RE: [Haskell-cafe] Grouping and SIMD in parallel Haskell (using Nested Data Parallel Haskell ideas in legacy code)

2009-08-18 Thread Zefirov Sergey
 -Original Message-
 From: Eugene Kirpichov [mailto:ekirpic...@gmail.com]
 Sent: Tuesday, August 18, 2009 11:28 AM
 To: Zefirov Sergey
 Cc: haskell-cafe@haskell.org
 Subject: Re: [Haskell-cafe] Grouping and SIMD in parallel Haskell
 (using Nested Data Parallel Haskell ideas in legacy code)
 
 Now I finally understood the idea that you were talking about :) I
 didn't quite get it during the MskHUG meeting.
 The idea is brilliant to my mind; I am surprised that none of the
 gurus are answering.
 
 So, if I understood it correctly, you are suggesting to:
  - make a separate spark queue (implemented by a linked list of
 groupSize-sized arrays) for every thunk type in the program that can
 possibly be the argument of a `par` or `pseq` (which, however, may
 turn out to be almost all thunk types present in the program)

Yep.

And it could be beneficiary by itself.

  - automagically create vectorized versions of these thunks' code

If we can.

Looks like we can. ;)

  - spawn sparks by appending them to the corresponding queue (to a
 non-locked array node?)

Sparks queues can be non-locked if they belong to threads. Or, in other words, 
each thread has it's own spark's queue and all threads share main queue.

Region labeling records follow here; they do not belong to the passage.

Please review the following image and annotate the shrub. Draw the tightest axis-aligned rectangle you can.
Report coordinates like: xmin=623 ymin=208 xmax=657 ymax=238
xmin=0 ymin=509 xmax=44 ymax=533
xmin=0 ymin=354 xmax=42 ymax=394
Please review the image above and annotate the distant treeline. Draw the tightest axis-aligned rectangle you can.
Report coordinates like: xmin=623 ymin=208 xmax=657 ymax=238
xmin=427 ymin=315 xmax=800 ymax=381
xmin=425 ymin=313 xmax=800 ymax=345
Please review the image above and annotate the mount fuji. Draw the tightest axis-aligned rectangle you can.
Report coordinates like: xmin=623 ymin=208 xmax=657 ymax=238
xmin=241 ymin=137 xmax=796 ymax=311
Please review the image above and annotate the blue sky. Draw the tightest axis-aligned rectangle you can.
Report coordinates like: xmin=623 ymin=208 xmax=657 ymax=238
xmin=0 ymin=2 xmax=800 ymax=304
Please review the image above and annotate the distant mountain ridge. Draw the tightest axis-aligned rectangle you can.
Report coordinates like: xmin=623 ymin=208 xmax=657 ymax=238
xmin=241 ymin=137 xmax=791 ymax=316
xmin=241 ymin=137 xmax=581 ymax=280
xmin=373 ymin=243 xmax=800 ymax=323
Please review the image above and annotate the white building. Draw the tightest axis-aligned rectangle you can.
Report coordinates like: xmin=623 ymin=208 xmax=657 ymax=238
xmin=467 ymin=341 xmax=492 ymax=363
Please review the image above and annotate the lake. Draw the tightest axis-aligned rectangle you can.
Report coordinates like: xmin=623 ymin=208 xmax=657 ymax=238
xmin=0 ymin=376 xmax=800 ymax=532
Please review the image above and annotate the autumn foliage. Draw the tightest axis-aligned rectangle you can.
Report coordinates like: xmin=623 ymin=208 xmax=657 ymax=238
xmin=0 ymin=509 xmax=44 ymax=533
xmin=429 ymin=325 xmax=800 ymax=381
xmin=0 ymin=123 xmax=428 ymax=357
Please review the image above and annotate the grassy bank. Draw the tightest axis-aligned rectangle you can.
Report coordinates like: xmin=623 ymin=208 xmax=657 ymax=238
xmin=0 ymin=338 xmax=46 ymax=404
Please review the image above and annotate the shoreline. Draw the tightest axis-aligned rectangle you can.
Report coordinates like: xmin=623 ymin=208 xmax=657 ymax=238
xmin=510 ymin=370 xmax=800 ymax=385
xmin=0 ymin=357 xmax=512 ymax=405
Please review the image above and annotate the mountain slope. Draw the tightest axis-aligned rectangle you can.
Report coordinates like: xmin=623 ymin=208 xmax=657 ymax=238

If sparks queues are shared between threads, they should be locked.

My model suggests that private spark queues slows down execution speed, but I 
haven't paid enough attention to the subject so my code could be wrong.

Look yourself:
usePrivateGroups  maxABTaskLength  ticks (fib 15)
0 07568
0 16   3157
0 32   2977
1 07753
1 16   3772
1 32   4242
All other parameters are: cpuCount 16 taskFetchsPerCycle 1 thunksPerAddition 1 
cyclesPerAddition 1.

Anyway, let's say we have several processors and they all share all queues. 
When one processor encounter that some queue is locked it immediately proceed 
to another queue, which could be locked with less probability.

  - evaluate sparks in a vectorized fashion by invoking the vectorized
 code over groups

Again, if we can.


 The problems I see here are:
  - not all thunks code can be vectorized automatically

I tried to find a contradictory example and failed. But I haven't tried very 
hard. ;)

I noticed that first argument for par should be considered strict. So we can 
demand that fib will receive Int# instead of boxed (and delayed) Int.

Operations on [:Int#:] ([:Float#:], [:Char#:]) should be very efficient.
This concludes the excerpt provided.